The oxidizing agent methylene blue was proposed as a means of pharmacologically altering intracellular redox potential but has proved to be ineffective.
Dichloroacetate is the most potent stimulus of pyruvate dehydrogenase, the rate-limiting enzyme for the aerobic oxidation of glucose, pyruvate, and lactate. Dichloroacetate may inhibit glycolysis and, thereby, lactate production. The data from animal studies and one placebo-controlled, double-blind clinical trial showed dichloroacetate to be superior to placebo in improving the acid-base status of the patients; however, it did not alter hemodynamics or survival.
Theoretical reasons and some clinical evidence exist for thiamine treatment to improve lactic acidosis associated with thiamine deficiency. Thiamine is indicated in patients with beriberi and generally is indicated in patients hospitalized for alcoholism because of their increased tendency for developing thiamine deficiency. Similarly, thiamine can be administered safely to patients with lactic acidosis, particularly in the absence of an obvious alternate etiology. Thiamine is administered intravenously as 50-100 mg followed by 50 mg/d orally for 1-2 weeks.

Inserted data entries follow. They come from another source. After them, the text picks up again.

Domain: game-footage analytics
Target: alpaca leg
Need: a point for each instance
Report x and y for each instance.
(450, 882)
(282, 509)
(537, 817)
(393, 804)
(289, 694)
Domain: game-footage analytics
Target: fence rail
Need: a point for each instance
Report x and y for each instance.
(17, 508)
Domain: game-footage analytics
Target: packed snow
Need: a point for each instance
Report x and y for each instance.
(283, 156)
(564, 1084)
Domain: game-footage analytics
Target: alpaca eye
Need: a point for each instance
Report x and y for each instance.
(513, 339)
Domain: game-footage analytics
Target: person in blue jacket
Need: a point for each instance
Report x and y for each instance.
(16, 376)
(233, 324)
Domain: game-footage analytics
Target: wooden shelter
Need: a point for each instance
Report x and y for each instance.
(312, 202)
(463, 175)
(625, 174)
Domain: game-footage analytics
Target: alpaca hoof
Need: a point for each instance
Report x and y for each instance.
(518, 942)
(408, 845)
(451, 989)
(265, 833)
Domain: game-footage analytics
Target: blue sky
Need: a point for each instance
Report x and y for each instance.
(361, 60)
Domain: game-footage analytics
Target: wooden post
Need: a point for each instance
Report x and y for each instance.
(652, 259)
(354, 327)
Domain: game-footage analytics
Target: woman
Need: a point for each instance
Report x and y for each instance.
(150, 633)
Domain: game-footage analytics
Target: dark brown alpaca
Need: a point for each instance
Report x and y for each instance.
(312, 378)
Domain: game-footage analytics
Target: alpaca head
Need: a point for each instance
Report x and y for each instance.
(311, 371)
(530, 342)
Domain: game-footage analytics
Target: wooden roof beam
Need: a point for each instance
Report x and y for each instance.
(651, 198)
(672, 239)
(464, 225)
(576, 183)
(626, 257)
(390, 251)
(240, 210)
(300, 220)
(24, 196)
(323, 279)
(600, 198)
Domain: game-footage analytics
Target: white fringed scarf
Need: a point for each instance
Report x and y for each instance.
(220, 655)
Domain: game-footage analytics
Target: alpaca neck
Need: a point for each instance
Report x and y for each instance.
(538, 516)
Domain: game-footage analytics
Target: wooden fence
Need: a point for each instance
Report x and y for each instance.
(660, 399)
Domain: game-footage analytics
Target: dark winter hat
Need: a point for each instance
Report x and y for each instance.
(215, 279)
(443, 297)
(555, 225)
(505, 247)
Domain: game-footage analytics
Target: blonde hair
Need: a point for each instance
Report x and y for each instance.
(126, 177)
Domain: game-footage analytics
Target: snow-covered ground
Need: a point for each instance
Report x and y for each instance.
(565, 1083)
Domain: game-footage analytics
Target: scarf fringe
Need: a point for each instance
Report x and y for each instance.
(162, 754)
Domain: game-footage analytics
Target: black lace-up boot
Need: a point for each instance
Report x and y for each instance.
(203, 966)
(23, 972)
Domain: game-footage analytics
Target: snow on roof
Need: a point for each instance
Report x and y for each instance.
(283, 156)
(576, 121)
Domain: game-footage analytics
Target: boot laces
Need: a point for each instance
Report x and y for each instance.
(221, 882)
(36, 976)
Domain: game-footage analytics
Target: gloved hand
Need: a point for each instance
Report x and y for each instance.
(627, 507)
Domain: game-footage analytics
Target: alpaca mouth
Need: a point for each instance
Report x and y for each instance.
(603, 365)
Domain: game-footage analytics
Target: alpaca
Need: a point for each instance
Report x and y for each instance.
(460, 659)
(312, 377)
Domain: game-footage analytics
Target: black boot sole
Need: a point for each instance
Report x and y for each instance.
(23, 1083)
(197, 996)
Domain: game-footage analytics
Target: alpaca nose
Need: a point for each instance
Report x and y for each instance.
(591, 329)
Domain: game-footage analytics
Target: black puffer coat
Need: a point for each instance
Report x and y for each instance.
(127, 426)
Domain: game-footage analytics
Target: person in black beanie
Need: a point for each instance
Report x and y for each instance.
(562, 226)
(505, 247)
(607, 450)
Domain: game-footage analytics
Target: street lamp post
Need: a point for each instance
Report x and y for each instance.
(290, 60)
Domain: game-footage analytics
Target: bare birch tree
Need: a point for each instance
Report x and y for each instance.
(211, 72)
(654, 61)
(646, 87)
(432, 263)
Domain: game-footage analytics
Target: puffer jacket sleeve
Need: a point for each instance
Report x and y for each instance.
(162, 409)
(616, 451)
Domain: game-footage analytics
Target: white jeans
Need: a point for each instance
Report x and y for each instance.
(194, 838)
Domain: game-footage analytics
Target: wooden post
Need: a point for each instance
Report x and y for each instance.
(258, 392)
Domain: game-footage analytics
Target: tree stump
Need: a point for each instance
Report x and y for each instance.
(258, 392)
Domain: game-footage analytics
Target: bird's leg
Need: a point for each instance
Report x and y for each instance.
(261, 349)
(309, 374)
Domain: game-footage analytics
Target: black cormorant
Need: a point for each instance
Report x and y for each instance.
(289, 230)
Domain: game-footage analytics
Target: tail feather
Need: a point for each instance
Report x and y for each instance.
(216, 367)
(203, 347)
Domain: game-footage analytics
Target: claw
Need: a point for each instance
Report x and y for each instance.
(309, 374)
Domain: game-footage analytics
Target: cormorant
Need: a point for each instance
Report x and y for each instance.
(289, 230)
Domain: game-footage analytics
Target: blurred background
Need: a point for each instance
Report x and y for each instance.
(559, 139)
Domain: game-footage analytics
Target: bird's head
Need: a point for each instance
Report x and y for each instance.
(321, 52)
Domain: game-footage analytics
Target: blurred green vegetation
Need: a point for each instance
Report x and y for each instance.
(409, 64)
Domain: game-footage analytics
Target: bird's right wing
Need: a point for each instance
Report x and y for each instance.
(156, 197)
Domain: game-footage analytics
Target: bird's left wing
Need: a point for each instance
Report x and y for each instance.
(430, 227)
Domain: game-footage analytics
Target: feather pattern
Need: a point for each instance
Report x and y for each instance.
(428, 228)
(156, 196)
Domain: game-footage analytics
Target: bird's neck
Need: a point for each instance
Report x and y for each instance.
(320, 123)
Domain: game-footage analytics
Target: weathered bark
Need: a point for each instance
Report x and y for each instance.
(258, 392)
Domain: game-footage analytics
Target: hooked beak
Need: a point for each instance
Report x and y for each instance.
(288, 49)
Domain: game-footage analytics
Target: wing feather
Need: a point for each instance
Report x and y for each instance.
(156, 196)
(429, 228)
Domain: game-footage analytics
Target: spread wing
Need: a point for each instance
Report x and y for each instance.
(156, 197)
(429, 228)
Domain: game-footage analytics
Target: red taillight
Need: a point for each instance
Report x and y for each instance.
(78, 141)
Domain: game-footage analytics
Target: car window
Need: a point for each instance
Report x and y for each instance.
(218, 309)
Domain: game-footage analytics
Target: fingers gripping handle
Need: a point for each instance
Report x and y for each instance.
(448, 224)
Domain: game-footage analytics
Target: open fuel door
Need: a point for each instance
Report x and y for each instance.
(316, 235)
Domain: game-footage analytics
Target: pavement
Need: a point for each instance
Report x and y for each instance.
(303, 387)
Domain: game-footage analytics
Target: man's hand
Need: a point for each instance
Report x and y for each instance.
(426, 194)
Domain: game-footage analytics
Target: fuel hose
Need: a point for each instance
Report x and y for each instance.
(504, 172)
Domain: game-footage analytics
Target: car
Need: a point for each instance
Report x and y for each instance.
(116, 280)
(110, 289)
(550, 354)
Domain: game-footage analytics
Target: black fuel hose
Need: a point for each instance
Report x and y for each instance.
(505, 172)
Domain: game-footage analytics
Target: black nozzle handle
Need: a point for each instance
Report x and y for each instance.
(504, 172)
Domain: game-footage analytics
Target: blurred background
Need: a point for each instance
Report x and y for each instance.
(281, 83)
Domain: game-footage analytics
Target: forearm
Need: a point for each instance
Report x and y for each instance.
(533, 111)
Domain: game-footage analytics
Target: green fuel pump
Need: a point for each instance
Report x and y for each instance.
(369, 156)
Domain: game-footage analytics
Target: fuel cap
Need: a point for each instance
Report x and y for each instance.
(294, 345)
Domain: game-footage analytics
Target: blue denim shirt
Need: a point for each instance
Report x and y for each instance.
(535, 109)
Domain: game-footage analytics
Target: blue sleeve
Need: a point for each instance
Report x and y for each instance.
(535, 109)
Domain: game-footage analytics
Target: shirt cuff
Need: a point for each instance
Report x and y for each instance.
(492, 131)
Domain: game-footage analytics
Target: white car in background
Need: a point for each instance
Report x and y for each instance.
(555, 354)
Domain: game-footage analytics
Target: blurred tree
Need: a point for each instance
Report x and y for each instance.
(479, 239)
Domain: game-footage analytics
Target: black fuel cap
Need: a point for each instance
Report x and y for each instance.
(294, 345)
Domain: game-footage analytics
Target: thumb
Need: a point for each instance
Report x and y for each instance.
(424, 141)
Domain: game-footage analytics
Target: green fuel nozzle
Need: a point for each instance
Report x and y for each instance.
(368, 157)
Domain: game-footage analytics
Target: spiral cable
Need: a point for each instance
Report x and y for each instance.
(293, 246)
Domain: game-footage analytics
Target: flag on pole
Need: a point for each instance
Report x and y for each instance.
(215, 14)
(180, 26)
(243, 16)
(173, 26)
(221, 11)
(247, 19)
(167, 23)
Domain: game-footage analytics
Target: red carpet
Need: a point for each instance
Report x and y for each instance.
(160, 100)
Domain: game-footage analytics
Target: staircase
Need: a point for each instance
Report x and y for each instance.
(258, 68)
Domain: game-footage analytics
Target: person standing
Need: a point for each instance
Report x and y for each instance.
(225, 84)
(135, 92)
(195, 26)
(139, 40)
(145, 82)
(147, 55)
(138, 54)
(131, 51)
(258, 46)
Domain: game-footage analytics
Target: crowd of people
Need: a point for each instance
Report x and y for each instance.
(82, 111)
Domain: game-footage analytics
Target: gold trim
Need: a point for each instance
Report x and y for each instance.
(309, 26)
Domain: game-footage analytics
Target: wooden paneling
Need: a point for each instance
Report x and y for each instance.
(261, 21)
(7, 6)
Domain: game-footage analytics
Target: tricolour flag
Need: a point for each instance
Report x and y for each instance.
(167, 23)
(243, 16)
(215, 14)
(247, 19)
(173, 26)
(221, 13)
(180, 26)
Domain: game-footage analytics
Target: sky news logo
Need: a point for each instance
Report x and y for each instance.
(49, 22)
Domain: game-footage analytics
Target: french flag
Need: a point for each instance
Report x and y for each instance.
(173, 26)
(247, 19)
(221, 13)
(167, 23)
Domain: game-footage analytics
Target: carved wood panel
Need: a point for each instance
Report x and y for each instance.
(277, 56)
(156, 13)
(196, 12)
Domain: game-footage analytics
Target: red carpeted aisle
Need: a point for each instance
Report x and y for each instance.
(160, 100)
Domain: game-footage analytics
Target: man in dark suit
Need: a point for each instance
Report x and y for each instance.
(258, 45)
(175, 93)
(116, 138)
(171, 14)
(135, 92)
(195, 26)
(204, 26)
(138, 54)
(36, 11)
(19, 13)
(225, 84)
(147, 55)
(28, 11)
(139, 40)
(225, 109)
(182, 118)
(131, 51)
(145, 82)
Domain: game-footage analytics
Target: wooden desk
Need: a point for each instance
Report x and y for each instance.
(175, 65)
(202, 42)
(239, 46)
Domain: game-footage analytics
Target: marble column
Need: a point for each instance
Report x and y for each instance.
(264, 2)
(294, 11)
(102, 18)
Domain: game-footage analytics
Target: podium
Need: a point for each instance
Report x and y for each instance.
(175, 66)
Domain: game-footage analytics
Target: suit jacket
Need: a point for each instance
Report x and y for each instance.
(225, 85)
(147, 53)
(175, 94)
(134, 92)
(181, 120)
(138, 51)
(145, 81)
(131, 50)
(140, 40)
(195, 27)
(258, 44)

The treatment for D-lactic acidosis is NaHCO3 to correct acidemia and antibiotics to decrease the number of organisms producing D-lactate.
Therapeutic plasma exchange was reported to successfully treat propofol-infusion syndrome in a single adolescent patient.[38]
Lactic acidosis is observed frequently in patients who are critically ill. Despite a large number of potential etiologies, tissue hyperfusion is by far the most common etiology.
Aggressive cardiorespiratory resuscitation designed to restore tissue perfusion is the fundamental approach to these patients.
Titrating therapies to traditional endpoints (eg, blood pressure) may not ensure that the microvascular bed is reperfused. Monitoring blood lactate concentration not only allows for prognostication but also serves as an indicator of when supportive therapies are restoring tissue perfusion.
Go to Acute Lactic Acidosis for complete information on this topic.
Consultation with a critical care medicine specialist for further diagnostic procedures and supportive therapy is recommended for patients who are critically ill.
Patients with chronic, mild hyperlactemia should be referred to an endocrinologist for elucidation of the underlying pathology and appropriate management.
Definitive treatment for lactic acidosis is correction of the underlying cause for type A lactic acidosis and the removal of the offending drug or toxin in type B lactic acidosis. As previously stated, controversy surrounds the use of alkali in treating lactic acidosis.
Clinical Context: Sodium bicarbonate is commonly used for severe metabolic acidosis with associated hemodynamic instability, although this practice remains controversial.
Clinical Context: Tromethamine confers a theoretical benefit over sodium bicarbonate as it does not generate carbon dioxide. The effects on patient outcomes are not known.
NaHCO3 may be used as a temporizing measure in very severe acidosis and in patients who become hemodynamically unstable because of the acidosis. Tromethamine is a buffering agent that does not generate carbon dioxide.
Clinical Context: Vitamin B-1 is used for thiamine deficiency, including Wernicke encephalopathy syndrome. It is also used in patients with lactic acidosis of no established cause. Thiamine deficiency may rarely cause lactic acidosis.